15:25:44.087 reactor-tcp-epoll-2 com.jauntsdn.rsocket.lease.showcase.Server ================================================================================
15:25:44.087 reactor-tcp-epoll-2 com.jauntsdn.rsocket.lease.showcase.Server service localhost:8310 accepted 100 requests
15:25:44.087 reactor-tcp-epoll-2 com.jauntsdn.rsocket.lease.showcase.Server service localhost:8310 rejected 233 requests
15:25:44.087 reactor-tcp-epoll-2 com.jauntsdn.rsocket.lease.showcase.Server service call Service/response latency is 19 millis
15:25:44.087 reactor-tcp-epoll-2 com.jauntsdn.rsocket.lease.showcase.Server responder sends new lease, allowed requests is 100, time-to-live is 1000 millis
Small leased requests: 30
Now client reports acceptable latency of 4 millis with 90 accepted and 910 rejected requests
15:32:00.926 parallel-1 com.jauntsdn.rsocket.lease.showcase.Client ================================================================================
15:32:00.926 parallel-1 com.jauntsdn.rsocket.lease.showcase.Client Responses from localhost:8310: 30
15:32:00.926 parallel-1 com.jauntsdn.rsocket.lease.showcase.Client Responses from localhost:8309: 30
15:32:00.926 parallel-1 com.jauntsdn.rsocket.lease.showcase.Client Responses from localhost:8311: 30
15:32:00.927 parallel-1 com.jauntsdn.rsocket.lease.showcase.Client Responses p99 latency millis: 4
15:32:00.927 parallel-1 com.jauntsdn.rsocket.lease.showcase.Client Rejected requests: 910
Services stats correlate
15:33:13.725 reactor-tcp-epoll-2 com.jauntsdn.rsocket.lease.showcase.Server ================================================================================
15:33:13.725 reactor-tcp-epoll-2 com.jauntsdn.rsocket.lease.showcase.Server service localhost:8310 accepted 30 requests
15:33:13.725 reactor-tcp-epoll-2 com.jauntsdn.rsocket.lease.showcase.Server service localhost:8310 rejected 304 requests
15:33:13.725 reactor-tcp-epoll-2 com.jauntsdn.rsocket.lease.showcase.Server service call Service/response latency is 4 millis
15:33:13.725 reactor-tcp-epoll-2 com.jauntsdn.rsocket.lease.showcase.Server responder sends new lease, allowed requests is 30, time-to-live is 1000 millis
Results are summarized below:
Leased requests | Response latency | Accepted requests | Rejected requests |
---|---|---|---|
9999 | 4877 | 974 | 0 |
100 | 19 | 300 | 700 |
30 | 4 | 90 | 910 |
RSocket requests leasing is central protocol feature which enables concurrency and latency control without guesswork on caller side.

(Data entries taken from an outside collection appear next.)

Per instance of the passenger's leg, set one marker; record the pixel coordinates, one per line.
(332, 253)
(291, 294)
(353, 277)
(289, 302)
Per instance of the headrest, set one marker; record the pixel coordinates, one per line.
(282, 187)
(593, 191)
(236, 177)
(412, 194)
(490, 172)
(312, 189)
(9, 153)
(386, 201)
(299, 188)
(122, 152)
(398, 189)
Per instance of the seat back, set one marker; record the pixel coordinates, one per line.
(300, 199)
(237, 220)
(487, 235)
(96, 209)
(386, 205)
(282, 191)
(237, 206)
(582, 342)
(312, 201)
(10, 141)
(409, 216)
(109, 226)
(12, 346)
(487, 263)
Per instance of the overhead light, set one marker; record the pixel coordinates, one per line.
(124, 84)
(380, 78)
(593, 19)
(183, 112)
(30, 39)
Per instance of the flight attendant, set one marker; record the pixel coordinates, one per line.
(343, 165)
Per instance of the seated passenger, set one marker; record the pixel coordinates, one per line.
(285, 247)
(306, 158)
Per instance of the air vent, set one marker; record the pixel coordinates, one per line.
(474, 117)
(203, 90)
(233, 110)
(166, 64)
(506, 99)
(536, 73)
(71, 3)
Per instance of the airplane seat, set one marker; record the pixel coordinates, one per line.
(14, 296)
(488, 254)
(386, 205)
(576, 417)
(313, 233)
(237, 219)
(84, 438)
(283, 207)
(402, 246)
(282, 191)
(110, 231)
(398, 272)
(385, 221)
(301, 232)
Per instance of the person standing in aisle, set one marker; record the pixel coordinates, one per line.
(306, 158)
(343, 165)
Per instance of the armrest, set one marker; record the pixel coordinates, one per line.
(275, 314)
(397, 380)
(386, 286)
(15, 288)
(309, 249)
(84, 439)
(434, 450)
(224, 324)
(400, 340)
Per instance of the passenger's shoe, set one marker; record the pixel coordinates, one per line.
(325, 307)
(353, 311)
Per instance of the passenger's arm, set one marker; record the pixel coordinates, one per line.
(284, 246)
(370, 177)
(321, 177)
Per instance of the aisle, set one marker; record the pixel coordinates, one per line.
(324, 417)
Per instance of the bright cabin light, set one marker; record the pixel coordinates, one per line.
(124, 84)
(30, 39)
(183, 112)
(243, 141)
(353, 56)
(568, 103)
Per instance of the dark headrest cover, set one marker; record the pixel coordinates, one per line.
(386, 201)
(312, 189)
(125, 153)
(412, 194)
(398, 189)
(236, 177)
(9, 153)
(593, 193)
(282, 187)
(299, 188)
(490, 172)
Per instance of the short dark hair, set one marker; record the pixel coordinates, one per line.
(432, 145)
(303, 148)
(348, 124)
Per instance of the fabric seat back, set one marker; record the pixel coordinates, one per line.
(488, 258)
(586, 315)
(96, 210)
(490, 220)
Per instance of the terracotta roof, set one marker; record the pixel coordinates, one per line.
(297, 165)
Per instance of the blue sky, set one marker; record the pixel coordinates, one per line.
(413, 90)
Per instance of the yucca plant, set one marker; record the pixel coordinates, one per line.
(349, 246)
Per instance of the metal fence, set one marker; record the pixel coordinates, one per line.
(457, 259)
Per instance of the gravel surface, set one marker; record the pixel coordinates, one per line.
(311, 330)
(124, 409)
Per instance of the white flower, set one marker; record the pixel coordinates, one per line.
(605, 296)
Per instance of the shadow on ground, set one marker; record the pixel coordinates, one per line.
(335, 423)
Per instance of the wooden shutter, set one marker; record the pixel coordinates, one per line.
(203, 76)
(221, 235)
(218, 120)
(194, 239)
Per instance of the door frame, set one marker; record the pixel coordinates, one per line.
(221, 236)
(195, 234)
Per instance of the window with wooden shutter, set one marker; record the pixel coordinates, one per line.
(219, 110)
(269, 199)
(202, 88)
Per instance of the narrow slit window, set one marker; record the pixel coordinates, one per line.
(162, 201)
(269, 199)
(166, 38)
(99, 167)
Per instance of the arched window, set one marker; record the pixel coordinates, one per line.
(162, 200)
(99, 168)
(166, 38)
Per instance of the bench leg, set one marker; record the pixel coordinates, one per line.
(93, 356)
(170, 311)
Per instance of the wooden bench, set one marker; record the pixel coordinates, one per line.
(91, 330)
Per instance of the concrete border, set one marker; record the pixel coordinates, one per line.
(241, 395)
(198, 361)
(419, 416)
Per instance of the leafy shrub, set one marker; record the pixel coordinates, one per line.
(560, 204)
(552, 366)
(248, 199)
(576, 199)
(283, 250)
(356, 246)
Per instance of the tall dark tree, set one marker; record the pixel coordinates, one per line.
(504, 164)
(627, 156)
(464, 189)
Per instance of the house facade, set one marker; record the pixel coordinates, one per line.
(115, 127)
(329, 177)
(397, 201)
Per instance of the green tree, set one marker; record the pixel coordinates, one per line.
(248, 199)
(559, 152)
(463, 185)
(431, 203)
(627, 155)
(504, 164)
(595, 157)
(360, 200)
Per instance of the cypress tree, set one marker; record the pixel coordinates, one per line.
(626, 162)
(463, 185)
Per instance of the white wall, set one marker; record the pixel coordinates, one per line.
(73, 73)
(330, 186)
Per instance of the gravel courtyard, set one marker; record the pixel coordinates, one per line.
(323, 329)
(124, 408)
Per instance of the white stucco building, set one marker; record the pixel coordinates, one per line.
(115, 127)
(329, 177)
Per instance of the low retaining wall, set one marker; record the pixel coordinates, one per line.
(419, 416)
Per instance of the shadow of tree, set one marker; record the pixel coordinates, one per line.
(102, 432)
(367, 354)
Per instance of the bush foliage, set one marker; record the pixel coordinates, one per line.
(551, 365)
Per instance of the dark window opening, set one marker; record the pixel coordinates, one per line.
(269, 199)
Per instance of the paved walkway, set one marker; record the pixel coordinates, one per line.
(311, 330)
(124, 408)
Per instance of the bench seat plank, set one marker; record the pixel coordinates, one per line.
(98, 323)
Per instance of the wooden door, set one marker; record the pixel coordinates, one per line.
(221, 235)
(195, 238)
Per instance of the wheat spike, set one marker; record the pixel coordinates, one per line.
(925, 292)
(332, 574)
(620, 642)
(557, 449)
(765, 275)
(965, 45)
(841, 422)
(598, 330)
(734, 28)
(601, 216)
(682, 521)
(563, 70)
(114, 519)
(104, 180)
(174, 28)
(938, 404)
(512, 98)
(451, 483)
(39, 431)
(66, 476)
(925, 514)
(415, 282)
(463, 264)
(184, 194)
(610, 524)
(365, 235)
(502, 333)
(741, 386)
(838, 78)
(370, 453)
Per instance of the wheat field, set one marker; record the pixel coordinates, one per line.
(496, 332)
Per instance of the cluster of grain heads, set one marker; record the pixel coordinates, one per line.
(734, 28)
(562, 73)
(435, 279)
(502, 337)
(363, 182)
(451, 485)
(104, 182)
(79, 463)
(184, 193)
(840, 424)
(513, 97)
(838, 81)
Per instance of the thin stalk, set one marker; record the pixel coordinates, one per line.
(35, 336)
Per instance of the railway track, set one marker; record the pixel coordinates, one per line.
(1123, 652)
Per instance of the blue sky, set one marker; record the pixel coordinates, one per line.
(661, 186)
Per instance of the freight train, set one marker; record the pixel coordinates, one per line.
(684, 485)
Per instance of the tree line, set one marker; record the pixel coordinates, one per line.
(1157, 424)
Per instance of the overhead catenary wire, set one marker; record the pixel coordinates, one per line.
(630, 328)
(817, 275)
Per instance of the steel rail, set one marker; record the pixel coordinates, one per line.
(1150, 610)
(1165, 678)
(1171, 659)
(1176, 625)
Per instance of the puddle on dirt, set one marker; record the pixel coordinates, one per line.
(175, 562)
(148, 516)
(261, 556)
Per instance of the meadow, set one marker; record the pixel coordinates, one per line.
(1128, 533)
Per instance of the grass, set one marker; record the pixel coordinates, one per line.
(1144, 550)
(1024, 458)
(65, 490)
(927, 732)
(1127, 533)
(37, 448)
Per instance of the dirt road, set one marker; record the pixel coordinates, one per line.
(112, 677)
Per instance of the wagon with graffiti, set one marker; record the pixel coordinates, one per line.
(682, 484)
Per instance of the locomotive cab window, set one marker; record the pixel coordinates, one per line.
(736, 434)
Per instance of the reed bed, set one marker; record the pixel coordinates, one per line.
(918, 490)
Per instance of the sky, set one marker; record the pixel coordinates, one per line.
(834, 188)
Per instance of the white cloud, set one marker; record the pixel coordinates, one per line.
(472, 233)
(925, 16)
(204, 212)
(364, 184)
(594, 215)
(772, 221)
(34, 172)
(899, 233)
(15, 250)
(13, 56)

It helps applications remain stable and can greatly reduce timeout related errors. It is transparent for RSocket services - there are no leasing related references in
service API definitions or implementations. Static leases sender can be substituted with smarter one that estimates allowed requests based on
Responder statistics and target service call latency. Algorithms are known and described at concurrency-limits -
we will see that in action soon reported on the pages of this blog.